Кузнец ответил не сразу.

— Вот что, парень, — тихо сказал он наконец, не поднимая глаз от наковальни, — не знал я тебя раньше, можешь мне поверить. Просто я сразу же увидел что ты еврей.

— Но я не еврей! — в испуге закричал Эрни.

Кузнец опустил молот на наковальню, подошел к молодому еврею и положил свои тяжелые руки ему на плечи.

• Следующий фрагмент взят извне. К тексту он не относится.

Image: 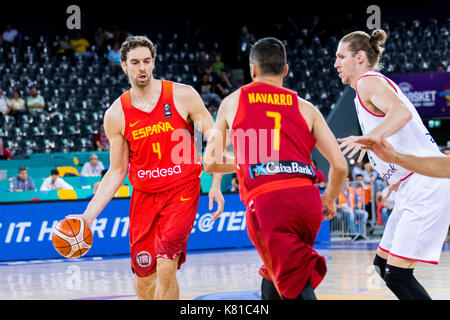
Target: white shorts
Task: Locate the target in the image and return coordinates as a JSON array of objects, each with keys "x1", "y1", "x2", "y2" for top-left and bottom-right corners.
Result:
[{"x1": 379, "y1": 173, "x2": 450, "y2": 264}]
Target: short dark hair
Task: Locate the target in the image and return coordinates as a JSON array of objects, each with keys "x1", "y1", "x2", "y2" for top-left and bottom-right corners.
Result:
[
  {"x1": 250, "y1": 37, "x2": 287, "y2": 75},
  {"x1": 120, "y1": 36, "x2": 156, "y2": 62}
]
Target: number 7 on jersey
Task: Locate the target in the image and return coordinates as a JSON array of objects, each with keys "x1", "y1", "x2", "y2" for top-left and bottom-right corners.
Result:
[{"x1": 266, "y1": 111, "x2": 281, "y2": 150}]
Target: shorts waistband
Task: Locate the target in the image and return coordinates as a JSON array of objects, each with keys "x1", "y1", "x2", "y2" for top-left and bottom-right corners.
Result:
[{"x1": 243, "y1": 177, "x2": 313, "y2": 206}]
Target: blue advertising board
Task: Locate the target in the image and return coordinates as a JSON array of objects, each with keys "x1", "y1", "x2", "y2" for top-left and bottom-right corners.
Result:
[
  {"x1": 0, "y1": 194, "x2": 330, "y2": 261},
  {"x1": 389, "y1": 72, "x2": 450, "y2": 118}
]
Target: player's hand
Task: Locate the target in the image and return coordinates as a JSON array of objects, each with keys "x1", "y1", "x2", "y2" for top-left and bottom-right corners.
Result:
[
  {"x1": 337, "y1": 136, "x2": 366, "y2": 162},
  {"x1": 65, "y1": 214, "x2": 93, "y2": 228},
  {"x1": 320, "y1": 193, "x2": 337, "y2": 220},
  {"x1": 356, "y1": 137, "x2": 397, "y2": 163},
  {"x1": 385, "y1": 180, "x2": 402, "y2": 199},
  {"x1": 208, "y1": 187, "x2": 225, "y2": 221}
]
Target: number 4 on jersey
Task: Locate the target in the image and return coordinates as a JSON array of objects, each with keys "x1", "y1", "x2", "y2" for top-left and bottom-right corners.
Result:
[{"x1": 152, "y1": 142, "x2": 161, "y2": 160}]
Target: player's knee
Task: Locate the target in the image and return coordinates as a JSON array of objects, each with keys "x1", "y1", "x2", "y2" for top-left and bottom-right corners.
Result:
[
  {"x1": 134, "y1": 273, "x2": 156, "y2": 300},
  {"x1": 156, "y1": 258, "x2": 178, "y2": 285},
  {"x1": 383, "y1": 265, "x2": 414, "y2": 292}
]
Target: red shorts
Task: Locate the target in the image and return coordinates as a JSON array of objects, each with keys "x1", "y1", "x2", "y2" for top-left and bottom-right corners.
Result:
[
  {"x1": 246, "y1": 186, "x2": 327, "y2": 299},
  {"x1": 130, "y1": 178, "x2": 200, "y2": 277}
]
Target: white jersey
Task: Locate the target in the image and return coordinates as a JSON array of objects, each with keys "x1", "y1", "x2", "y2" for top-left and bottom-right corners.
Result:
[{"x1": 355, "y1": 71, "x2": 444, "y2": 185}]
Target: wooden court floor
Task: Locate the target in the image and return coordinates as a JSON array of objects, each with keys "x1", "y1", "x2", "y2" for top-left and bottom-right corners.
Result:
[{"x1": 0, "y1": 241, "x2": 450, "y2": 300}]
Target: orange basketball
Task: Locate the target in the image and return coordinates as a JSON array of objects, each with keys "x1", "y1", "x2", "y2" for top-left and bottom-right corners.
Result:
[{"x1": 52, "y1": 217, "x2": 92, "y2": 258}]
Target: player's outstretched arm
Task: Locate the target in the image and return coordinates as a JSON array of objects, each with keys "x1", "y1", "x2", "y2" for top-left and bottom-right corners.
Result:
[
  {"x1": 338, "y1": 77, "x2": 412, "y2": 162},
  {"x1": 204, "y1": 91, "x2": 239, "y2": 173},
  {"x1": 357, "y1": 137, "x2": 450, "y2": 178},
  {"x1": 174, "y1": 84, "x2": 225, "y2": 220},
  {"x1": 81, "y1": 101, "x2": 129, "y2": 226},
  {"x1": 302, "y1": 102, "x2": 348, "y2": 220}
]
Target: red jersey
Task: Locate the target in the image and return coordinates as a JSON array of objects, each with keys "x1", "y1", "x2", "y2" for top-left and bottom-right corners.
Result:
[
  {"x1": 231, "y1": 82, "x2": 316, "y2": 203},
  {"x1": 120, "y1": 81, "x2": 202, "y2": 193}
]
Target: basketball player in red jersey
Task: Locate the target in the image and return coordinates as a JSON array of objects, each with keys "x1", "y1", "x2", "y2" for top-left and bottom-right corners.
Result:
[
  {"x1": 72, "y1": 36, "x2": 224, "y2": 300},
  {"x1": 205, "y1": 38, "x2": 348, "y2": 299}
]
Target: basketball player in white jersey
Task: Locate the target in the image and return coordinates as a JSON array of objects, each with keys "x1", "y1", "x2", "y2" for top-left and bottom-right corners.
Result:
[
  {"x1": 334, "y1": 30, "x2": 450, "y2": 300},
  {"x1": 356, "y1": 137, "x2": 450, "y2": 178}
]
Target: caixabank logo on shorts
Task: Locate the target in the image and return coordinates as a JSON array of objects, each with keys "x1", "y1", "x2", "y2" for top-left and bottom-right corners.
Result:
[{"x1": 249, "y1": 160, "x2": 315, "y2": 179}]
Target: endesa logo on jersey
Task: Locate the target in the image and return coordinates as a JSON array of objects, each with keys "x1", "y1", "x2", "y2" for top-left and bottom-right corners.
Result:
[
  {"x1": 249, "y1": 160, "x2": 315, "y2": 178},
  {"x1": 137, "y1": 165, "x2": 182, "y2": 179}
]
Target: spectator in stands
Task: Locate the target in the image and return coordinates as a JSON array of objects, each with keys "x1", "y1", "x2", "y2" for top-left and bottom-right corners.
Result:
[
  {"x1": 0, "y1": 88, "x2": 11, "y2": 116},
  {"x1": 70, "y1": 32, "x2": 92, "y2": 58},
  {"x1": 0, "y1": 138, "x2": 12, "y2": 160},
  {"x1": 216, "y1": 70, "x2": 236, "y2": 98},
  {"x1": 3, "y1": 23, "x2": 20, "y2": 47},
  {"x1": 94, "y1": 124, "x2": 110, "y2": 151},
  {"x1": 196, "y1": 73, "x2": 214, "y2": 96},
  {"x1": 342, "y1": 12, "x2": 359, "y2": 35},
  {"x1": 56, "y1": 34, "x2": 74, "y2": 61},
  {"x1": 237, "y1": 25, "x2": 256, "y2": 83},
  {"x1": 94, "y1": 27, "x2": 106, "y2": 53},
  {"x1": 436, "y1": 63, "x2": 446, "y2": 72},
  {"x1": 26, "y1": 86, "x2": 45, "y2": 114},
  {"x1": 197, "y1": 50, "x2": 211, "y2": 75},
  {"x1": 10, "y1": 168, "x2": 36, "y2": 191},
  {"x1": 213, "y1": 53, "x2": 225, "y2": 75},
  {"x1": 39, "y1": 169, "x2": 73, "y2": 191},
  {"x1": 352, "y1": 161, "x2": 364, "y2": 181},
  {"x1": 9, "y1": 89, "x2": 28, "y2": 122},
  {"x1": 443, "y1": 147, "x2": 450, "y2": 156},
  {"x1": 108, "y1": 41, "x2": 121, "y2": 68},
  {"x1": 80, "y1": 153, "x2": 105, "y2": 177},
  {"x1": 308, "y1": 16, "x2": 327, "y2": 39}
]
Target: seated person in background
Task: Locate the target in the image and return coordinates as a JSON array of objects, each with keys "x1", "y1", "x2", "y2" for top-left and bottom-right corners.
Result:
[
  {"x1": 39, "y1": 169, "x2": 73, "y2": 191},
  {"x1": 70, "y1": 32, "x2": 92, "y2": 58},
  {"x1": 0, "y1": 88, "x2": 11, "y2": 116},
  {"x1": 10, "y1": 168, "x2": 36, "y2": 191},
  {"x1": 229, "y1": 173, "x2": 239, "y2": 192},
  {"x1": 108, "y1": 41, "x2": 121, "y2": 67},
  {"x1": 9, "y1": 89, "x2": 27, "y2": 117},
  {"x1": 80, "y1": 153, "x2": 105, "y2": 177},
  {"x1": 27, "y1": 86, "x2": 45, "y2": 114},
  {"x1": 56, "y1": 34, "x2": 74, "y2": 61},
  {"x1": 0, "y1": 138, "x2": 12, "y2": 160}
]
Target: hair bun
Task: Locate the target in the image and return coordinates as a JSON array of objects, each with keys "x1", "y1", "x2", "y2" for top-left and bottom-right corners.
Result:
[{"x1": 370, "y1": 29, "x2": 387, "y2": 45}]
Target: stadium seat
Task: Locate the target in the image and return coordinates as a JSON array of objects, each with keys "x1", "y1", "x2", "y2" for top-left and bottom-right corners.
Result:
[
  {"x1": 56, "y1": 166, "x2": 80, "y2": 177},
  {"x1": 58, "y1": 189, "x2": 78, "y2": 200}
]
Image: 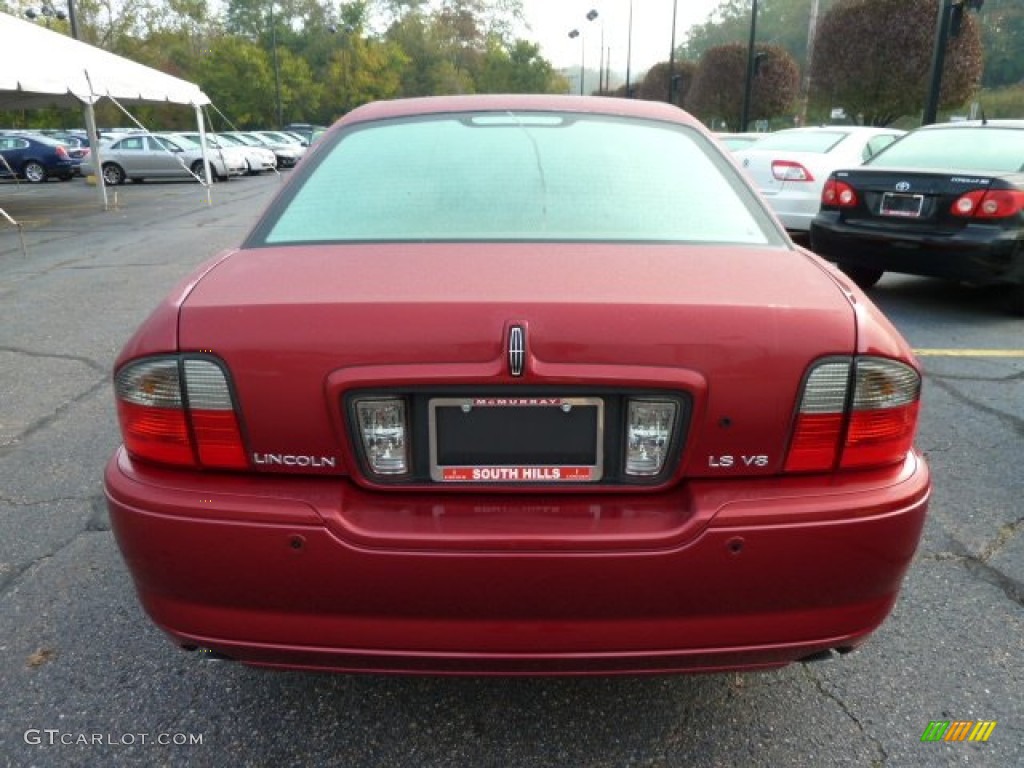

— Я, значит, похож на еврея, — сказал Эрни мелодичным голосом, который так легко вышел у него из горла, будто он вновь вспомнил забытый мотив.

И тут заговорил кузнец.

— Не знаю, — сказал он, — на кого похож еврей. По моему разумению, люди как люди. В нашем лагере были евреи, но я это сообразил уже потом, когда фрицы их увели. Только вот что. Когда шел я из плена, я сделал крюк. Мне нужно было попасть в Дранси. Друга моего убили, а жена его там живет, недалеко от Парижа. Рано поутру немецкие машины прогнали всех с дороги на тротуар, и мы увидели, как мимо нас на полной скорости промчался автобус с еврейскими детьми. У всех были звезды нашиты. Рожицы к окнам прилипли и смотрели на нас… а ноготками они все скребли и скребли стекла, будто выйти хотели… Лиц различить я не мог, но у всех были такие глаза, каких я прежде никогда не видел и не приведи Господь увидеть снова. Так вот, парень, не там на шарах, а еще в церкви, когда лица твоего мне не удалось разглядеть, глаза я узнал сразу. Понимаешь?

— Вот оно что! — сказал Эрни, пораженный в самое сердце.

Он поднялся и, шатаясь, вышел. На улице ему послышался крик. Он звенел не в ушах, как когда-то, а словно издалека, потому что его приглушала плотная собачья оболочка, которую Эрни изо всех сил пытался удержать, но которая уже начала размягчаться. Он дошел до тропинки, ведущей к хутору Трошю. Его обступили цветущие миндальные деревья. Раньше он любил ходить по этой тропинке. Но теперь он ее не замечал: крики так усилились, что пришлось заткнуть уши. Он узнал крик деда, затем крик Муттер Юдифи. И тогда ему показалось, что он очнулся от долгого-долгого сна, и он спросил себя, в своем ли он уме. От этого вопроса он почувствовал удушье и схватился за горло. Фермерша решила, что он заболел.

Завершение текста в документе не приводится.